Despite this, the court held that independent valuation was an available option. So, Blythe was not attempting to shield Mrs Thompson from another picture of the company valuation.
Also, the court did not believe that there were discussions to establish a new business and divert business from AFT prior to Blythe's resignation so there was no dishonest and fraudulent design.
An employee’s duty after resignation
For Wilson, as an employee, only section 183 (use of information) is relevant, that is, his duty is not to improperly use information after resignation.
Also, he is not subject to the statutory duty of good faith as he was not an officer of the AFT.
As Director, Blythe is also subject to section 183 (not to improperly use information).

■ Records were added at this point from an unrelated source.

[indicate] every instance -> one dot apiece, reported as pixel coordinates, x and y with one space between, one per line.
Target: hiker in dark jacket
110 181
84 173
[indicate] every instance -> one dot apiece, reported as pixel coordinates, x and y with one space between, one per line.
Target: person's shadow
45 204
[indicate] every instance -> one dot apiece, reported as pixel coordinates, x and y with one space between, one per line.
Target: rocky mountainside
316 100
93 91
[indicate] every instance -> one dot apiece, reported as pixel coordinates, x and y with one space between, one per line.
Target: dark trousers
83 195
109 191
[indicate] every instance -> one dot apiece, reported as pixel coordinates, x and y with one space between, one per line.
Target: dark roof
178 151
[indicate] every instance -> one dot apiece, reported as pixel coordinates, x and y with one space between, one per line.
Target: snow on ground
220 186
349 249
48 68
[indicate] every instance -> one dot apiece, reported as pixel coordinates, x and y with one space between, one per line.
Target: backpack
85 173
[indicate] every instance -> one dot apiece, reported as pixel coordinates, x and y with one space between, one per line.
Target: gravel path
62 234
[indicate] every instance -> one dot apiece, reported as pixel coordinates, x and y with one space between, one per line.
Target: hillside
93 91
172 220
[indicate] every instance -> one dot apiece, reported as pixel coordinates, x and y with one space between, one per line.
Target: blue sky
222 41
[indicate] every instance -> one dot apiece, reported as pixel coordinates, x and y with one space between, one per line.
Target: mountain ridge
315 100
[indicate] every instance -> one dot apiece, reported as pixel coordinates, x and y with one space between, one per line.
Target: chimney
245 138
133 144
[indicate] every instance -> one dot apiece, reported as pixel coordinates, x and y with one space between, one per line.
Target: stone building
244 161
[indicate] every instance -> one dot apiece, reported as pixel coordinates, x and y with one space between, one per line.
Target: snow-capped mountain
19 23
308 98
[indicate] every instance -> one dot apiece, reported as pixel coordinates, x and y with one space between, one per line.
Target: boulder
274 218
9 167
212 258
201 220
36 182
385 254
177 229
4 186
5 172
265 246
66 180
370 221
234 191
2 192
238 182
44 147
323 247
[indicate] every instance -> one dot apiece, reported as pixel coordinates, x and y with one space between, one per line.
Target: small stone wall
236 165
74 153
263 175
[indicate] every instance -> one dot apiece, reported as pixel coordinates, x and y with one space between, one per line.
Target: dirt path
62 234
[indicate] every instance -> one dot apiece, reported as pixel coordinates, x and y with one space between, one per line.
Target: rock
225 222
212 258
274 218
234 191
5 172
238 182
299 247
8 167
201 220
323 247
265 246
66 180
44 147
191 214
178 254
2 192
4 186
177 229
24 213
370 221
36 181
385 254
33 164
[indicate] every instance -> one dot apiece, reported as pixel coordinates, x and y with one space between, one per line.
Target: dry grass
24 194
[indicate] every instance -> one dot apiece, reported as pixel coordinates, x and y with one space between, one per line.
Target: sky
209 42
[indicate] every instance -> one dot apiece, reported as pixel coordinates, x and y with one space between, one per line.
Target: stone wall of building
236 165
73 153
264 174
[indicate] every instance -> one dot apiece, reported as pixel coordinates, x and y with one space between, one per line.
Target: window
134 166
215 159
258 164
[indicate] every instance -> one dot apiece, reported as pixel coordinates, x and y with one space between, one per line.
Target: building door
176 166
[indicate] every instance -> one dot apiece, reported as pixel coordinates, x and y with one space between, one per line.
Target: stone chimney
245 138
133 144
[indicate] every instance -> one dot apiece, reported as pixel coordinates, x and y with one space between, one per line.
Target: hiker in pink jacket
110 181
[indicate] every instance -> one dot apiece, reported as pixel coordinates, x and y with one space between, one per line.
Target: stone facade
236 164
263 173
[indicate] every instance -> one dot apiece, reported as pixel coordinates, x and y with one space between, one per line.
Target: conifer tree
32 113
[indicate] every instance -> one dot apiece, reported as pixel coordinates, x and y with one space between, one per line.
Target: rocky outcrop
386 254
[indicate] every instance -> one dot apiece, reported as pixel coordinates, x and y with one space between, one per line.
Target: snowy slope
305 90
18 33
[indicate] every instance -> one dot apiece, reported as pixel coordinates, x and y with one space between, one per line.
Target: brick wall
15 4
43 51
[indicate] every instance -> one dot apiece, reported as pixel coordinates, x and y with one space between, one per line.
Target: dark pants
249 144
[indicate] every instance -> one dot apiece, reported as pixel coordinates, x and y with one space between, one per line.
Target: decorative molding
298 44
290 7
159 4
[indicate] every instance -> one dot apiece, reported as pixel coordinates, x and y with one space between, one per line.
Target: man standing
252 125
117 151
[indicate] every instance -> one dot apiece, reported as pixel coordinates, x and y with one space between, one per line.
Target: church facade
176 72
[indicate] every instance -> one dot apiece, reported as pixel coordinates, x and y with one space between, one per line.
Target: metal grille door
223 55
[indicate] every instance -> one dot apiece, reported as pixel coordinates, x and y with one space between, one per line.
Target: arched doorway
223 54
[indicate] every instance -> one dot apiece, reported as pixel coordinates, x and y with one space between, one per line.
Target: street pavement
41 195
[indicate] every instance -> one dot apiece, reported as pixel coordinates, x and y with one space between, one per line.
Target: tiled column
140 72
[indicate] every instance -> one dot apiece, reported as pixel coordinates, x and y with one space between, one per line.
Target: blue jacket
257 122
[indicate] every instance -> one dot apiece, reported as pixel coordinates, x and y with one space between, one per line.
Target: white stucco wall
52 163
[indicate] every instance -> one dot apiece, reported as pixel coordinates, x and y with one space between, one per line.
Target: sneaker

Fiduciary duties after resignation
There needs to be an actual or potential conflict between personal interest and the duty of fiduciary office.
The office ceases when the fiduciary resigns.
Blythe still had to comply with his fiduciary duty to not take for himself business opportunities for AFT that matured before he resigned.
Balancing a non-compete and the freedom of competition
The court notes a tension between the director's fiduciary duty not to compete on one hand and the freedom of competition on the other.
There was no evidence that Blythe sought to prepare his departure from AFT, build any new business to take over AFT’s opportunities or divert AFT business to his company.
So the court held that there should be limits on any restraint on Blythe.
The restraint should limit Blythe in the short term from using information obtained while at AFT to compete.
Also, the restraint should be for customers of AFT or opportunities that they were very close to being secured by AFT as its own.
And, the final outcome...
No breach of duties
In this case AFT did not establish any breach of fiduciary duty by Blythe (a director).
Specifically, there was no breach for obtaining or pursuing or preventing AFT from opportunities to do business with other companies.
Finally, contact data kept by Wilson (an employee) was not confidential to AFT.
Also, use of the information after Wilson's resignation was not an improper use of information.